Count me in among the System Shock 2 adherents. The game really makes an excellent use of audio cues, level design and plot development to create an atmosphere of palpable dread - making you constantly fear what's around the next corner, and playing on your expecations so that you'll still jump out of your chair when you hear that arachnid annelid chittering directly behind you. Doom 3 may be known for its "shock and awe" tactic, but System Shock 2 did it first and did it better.
The old adventure/puzzle game The 7th Guest does a great job of creating atmosphere too, and if you say you didn't jump at the first time you hit a dead end in the labyrinth, you're either lying or inhuman.

It's one of the downright creepiest areas I've seen in a game to date.

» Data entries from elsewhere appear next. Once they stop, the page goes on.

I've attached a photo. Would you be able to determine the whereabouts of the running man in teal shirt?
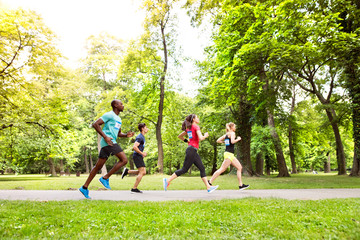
[79,100,135,199]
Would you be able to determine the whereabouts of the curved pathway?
[0,188,360,201]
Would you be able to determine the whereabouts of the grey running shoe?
[239,184,250,190]
[131,188,142,193]
[121,168,129,179]
[208,185,219,193]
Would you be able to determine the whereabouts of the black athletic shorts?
[99,143,123,159]
[133,154,145,168]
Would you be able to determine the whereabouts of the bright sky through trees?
[0,0,208,95]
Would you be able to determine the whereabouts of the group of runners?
[79,99,249,199]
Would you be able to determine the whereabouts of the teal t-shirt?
[100,111,121,147]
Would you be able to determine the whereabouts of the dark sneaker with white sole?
[239,184,250,190]
[131,188,142,193]
[121,168,129,179]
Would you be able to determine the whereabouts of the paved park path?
[0,188,360,201]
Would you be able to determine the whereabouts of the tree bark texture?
[326,109,346,175]
[289,87,297,174]
[98,134,107,176]
[324,152,331,173]
[47,157,57,177]
[233,100,256,176]
[256,153,264,176]
[266,110,290,177]
[156,21,168,173]
[211,141,217,175]
[84,147,90,174]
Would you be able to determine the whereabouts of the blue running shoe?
[79,186,91,199]
[208,185,219,193]
[163,178,168,191]
[99,177,111,190]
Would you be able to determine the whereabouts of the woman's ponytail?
[181,114,196,131]
[225,122,235,132]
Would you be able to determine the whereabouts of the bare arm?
[92,118,113,146]
[216,134,226,143]
[178,131,186,141]
[230,132,241,144]
[196,130,209,141]
[133,142,147,157]
[118,128,135,137]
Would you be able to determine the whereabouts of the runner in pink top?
[163,114,218,193]
[186,124,200,149]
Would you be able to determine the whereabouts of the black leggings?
[175,146,206,178]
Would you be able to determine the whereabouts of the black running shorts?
[99,143,123,159]
[133,154,145,168]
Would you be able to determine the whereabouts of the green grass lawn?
[0,173,360,239]
[0,198,360,239]
[0,173,360,190]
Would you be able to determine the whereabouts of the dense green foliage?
[0,0,360,176]
[0,171,360,190]
[0,199,360,239]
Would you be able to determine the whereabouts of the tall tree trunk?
[84,147,90,174]
[211,141,217,175]
[256,153,264,176]
[98,134,107,176]
[47,157,57,177]
[324,152,331,173]
[266,110,290,177]
[156,21,168,173]
[89,148,94,169]
[260,74,290,177]
[230,100,256,176]
[265,155,270,176]
[60,159,65,176]
[289,86,297,174]
[326,109,346,175]
[289,123,297,174]
[339,0,360,176]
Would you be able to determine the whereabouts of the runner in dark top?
[209,122,249,190]
[163,114,218,193]
[79,100,134,199]
[121,123,149,193]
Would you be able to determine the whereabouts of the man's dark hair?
[138,123,146,132]
[111,99,120,109]
[181,114,196,131]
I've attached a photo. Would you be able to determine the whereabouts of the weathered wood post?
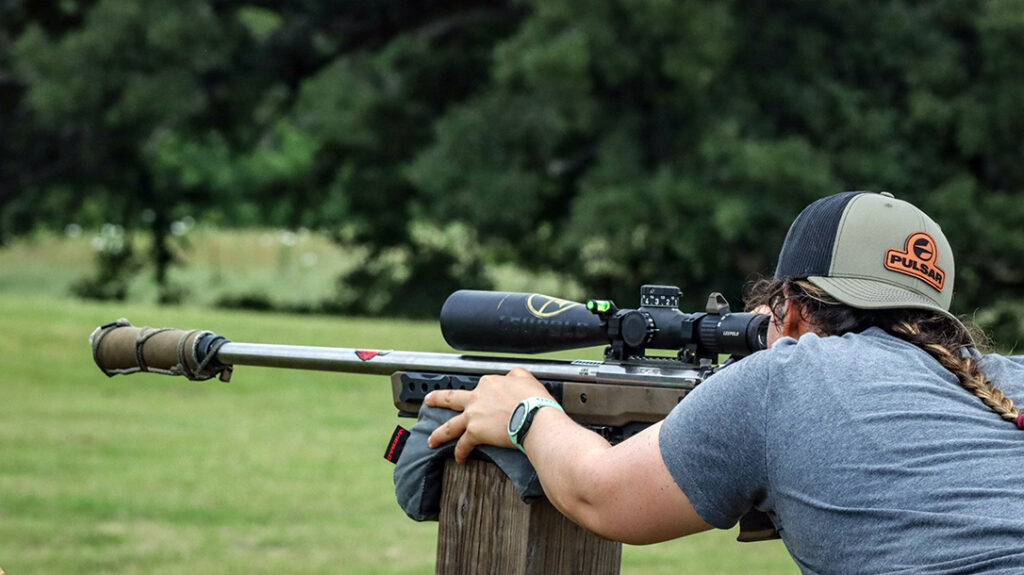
[436,460,623,575]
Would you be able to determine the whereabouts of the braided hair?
[746,278,1024,429]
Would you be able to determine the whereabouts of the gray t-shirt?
[660,328,1024,574]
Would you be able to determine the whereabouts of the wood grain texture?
[435,460,623,575]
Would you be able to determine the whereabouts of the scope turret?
[440,285,768,362]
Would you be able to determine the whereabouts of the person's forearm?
[523,408,613,535]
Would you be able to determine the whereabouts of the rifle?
[89,285,768,540]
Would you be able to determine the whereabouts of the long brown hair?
[746,278,1021,425]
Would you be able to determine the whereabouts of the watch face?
[509,403,526,433]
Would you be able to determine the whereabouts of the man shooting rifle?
[425,192,1024,573]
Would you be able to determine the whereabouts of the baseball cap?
[775,191,956,319]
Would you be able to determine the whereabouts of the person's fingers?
[427,407,467,449]
[455,433,479,463]
[423,390,470,411]
[508,367,534,378]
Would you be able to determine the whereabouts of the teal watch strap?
[508,397,565,453]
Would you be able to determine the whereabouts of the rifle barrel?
[216,342,702,389]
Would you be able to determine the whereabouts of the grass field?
[0,229,797,575]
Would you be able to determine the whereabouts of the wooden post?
[435,460,623,575]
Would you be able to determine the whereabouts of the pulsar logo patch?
[885,231,946,292]
[526,294,583,317]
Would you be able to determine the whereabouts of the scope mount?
[587,284,745,367]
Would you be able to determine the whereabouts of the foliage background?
[0,0,1024,575]
[0,0,1024,345]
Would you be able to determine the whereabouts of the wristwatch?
[509,397,565,453]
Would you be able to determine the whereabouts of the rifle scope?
[441,285,768,361]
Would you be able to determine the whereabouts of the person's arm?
[426,369,711,544]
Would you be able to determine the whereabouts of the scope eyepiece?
[440,285,768,361]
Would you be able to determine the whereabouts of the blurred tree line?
[0,0,1024,343]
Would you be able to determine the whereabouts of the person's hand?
[424,367,551,463]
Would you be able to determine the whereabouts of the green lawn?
[0,291,796,575]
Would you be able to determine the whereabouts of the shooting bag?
[394,405,544,521]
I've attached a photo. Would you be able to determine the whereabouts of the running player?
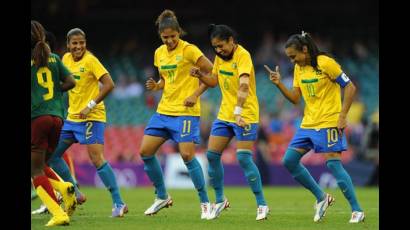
[191,24,269,220]
[265,31,364,223]
[48,28,128,217]
[140,10,212,219]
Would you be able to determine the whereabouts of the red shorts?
[31,115,63,153]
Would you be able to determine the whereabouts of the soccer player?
[265,31,364,223]
[31,20,76,226]
[191,24,269,220]
[48,28,128,217]
[140,10,212,219]
[31,31,78,214]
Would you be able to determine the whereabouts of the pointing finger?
[263,65,273,73]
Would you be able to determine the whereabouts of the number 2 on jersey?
[37,67,54,101]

While Doom 3 didn't really frighten me much, I've played so much of the original Doom/Doom II and player-made WADs for it that I react strongly to a lot of the sounds (the stomping of a Cyberdemon, for instance) instinctively and very viscerally. And a number of WADs have great atmosphere as well: the giant pyramid level in "Alien Vendetta" (map20, I think?) and the WAD "Asylum of the Wretched" are both top-notch in terms of atmosphere, including music use and map design.
However, there's one that got to me more than almost anything else I've experienced, and it's a
mod. Freespace 2 is pretty much universally acknowledged as the pinnacle of the "space sim" genre, and rightly so - its game design is amazing in every aspect. It still has a lively modding community to this day, and from that community came a campaign called
Transcend. Imagine an atmospheric horror game fused with a space sim; a Philip K. Dick plot combined with horror movie dread; the simultaneous claustrophobia of being trapped inside a tiny spaceship, and the sheer immensity and silent power of space; your sense of reality being pulled down around your ears while being murderously, relentlessly hunted across space. It's a truly mindblowing and harrowing experience, and its design is incredibly tight while taking advantage of all the things that made original Freespace 2 amazing. Everything from the visuals to the audio to the setpieces are brilliantly used. It's an experience without peer, and a fusion of genres I have yet to see adequately replicated elsewhere. It has a quasi-prequel called Sync that does some of the same things, but it's not nearly as polished or effective as Transcend.